You are given $$$n$$$ pairs of positive integers $$$(a_i, b_i)$$$. You are also given two positive integer constants $$$P$$$ and $$$Q$$$. The constraints are $$$n, a_i, b_i, P, Q \le 10^6$$$. You must choose $$$n$$$ non-negative real coefficients $$$x_1$$$, $$$x_2$$$, ..., $$$x_n$$$ so that all of the conditions hold:
- $$$\sum a_i x_i = a_1 x_1 + a_2 x_2 + a_3 x_3 + ... + a_n x_n \ge P$$$
- $$$\sum b_i x_i = b_1 x_1 + b_2 x_2 + b_3 x_3 + ... + b_n x_n \ge Q$$$
- The expression $$$S = \sum x_i = x_1 + x_2 + x_3 + ... + x_n$$$ is minimum.
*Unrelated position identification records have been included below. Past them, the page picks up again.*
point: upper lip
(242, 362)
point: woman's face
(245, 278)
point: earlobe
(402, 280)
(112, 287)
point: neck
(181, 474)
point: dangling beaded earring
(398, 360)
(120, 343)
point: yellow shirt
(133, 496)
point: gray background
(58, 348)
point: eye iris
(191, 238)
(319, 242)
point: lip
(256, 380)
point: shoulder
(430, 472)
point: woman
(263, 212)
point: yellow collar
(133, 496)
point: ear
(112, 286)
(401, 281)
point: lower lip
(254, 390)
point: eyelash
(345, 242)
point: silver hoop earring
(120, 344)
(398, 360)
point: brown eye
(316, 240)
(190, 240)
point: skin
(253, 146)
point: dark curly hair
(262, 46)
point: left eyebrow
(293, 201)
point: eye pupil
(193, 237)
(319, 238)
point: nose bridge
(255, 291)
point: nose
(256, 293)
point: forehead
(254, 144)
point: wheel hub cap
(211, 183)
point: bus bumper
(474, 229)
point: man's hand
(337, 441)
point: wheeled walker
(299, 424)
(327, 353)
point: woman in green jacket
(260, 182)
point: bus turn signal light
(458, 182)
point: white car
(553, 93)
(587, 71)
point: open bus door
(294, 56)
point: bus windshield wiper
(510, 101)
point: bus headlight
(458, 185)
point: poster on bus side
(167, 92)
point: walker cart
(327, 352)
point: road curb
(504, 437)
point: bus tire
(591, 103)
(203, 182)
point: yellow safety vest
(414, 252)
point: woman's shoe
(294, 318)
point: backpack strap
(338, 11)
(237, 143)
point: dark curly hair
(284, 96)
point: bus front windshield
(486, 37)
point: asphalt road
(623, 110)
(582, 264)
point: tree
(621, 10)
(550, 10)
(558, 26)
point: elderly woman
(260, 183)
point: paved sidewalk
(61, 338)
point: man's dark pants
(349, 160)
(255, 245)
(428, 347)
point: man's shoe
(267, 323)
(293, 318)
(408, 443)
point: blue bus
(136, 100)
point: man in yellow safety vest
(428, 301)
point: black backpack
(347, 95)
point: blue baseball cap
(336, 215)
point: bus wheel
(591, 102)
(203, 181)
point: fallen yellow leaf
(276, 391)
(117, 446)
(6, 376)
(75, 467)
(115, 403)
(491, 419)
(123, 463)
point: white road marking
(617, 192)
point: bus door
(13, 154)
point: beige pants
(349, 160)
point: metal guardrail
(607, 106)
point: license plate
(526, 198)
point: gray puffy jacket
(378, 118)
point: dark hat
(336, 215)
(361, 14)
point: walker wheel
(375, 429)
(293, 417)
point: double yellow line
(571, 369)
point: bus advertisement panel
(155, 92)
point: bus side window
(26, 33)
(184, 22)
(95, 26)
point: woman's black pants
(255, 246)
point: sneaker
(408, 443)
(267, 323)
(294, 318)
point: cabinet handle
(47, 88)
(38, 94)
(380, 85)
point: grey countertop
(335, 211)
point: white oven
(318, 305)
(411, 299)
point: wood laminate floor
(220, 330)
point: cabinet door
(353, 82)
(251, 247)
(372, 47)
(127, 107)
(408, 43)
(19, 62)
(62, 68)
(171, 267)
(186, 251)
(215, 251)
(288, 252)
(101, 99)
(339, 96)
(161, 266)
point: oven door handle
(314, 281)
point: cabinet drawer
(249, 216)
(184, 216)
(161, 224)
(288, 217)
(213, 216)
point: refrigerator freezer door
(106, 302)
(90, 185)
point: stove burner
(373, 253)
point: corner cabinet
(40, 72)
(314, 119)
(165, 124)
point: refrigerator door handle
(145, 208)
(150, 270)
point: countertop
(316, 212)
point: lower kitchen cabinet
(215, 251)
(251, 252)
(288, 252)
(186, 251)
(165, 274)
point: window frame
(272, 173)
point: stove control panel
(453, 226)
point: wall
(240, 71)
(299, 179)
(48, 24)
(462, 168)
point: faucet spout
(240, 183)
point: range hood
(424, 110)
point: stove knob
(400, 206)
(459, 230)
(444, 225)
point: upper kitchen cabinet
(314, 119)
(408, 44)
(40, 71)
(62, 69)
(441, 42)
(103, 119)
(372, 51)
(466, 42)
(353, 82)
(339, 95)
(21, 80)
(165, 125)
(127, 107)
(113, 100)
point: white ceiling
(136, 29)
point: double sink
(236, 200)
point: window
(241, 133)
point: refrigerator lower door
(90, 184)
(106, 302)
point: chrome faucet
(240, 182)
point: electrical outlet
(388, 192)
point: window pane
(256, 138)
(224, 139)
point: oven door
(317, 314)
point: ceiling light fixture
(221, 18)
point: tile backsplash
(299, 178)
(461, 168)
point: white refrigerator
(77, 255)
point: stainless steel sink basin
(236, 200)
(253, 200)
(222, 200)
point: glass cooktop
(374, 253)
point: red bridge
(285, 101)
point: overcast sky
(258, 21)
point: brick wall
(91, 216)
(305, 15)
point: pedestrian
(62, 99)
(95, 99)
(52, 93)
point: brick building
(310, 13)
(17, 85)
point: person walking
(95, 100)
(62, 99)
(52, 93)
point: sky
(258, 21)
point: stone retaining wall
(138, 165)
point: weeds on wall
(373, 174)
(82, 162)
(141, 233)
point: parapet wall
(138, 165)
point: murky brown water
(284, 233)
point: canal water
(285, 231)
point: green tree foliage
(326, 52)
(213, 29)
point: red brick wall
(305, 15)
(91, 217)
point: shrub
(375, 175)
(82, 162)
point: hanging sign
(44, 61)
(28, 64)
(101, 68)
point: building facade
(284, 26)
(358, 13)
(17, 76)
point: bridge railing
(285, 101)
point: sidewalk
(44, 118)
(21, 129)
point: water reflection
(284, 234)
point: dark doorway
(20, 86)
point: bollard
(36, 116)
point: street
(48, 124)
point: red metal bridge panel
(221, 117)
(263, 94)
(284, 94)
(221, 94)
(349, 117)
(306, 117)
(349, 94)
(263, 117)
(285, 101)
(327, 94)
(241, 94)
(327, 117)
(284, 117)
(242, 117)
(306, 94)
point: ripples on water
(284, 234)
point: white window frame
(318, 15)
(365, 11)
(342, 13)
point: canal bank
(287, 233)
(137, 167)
What is the minimum value of $$$S$$$?
The limits are the usual 2 seconds and 256MB. I couldn't find an online version of this problem, only a plaintext version from some local archive. I'm guessing this is some kind of greedy problem where you only need to "choose" no more than two pairs, but so far I have no luck trying to prove my strategy (nor have I confirmed its correctness).
I have thought about simplifying down to the case of $$$n=2$$$ then hoping some algebra magic will take it all the way to every integer $$$n>2$$$. Again, I'm stuck on the transitioning part.
I would love some help from Codeforces!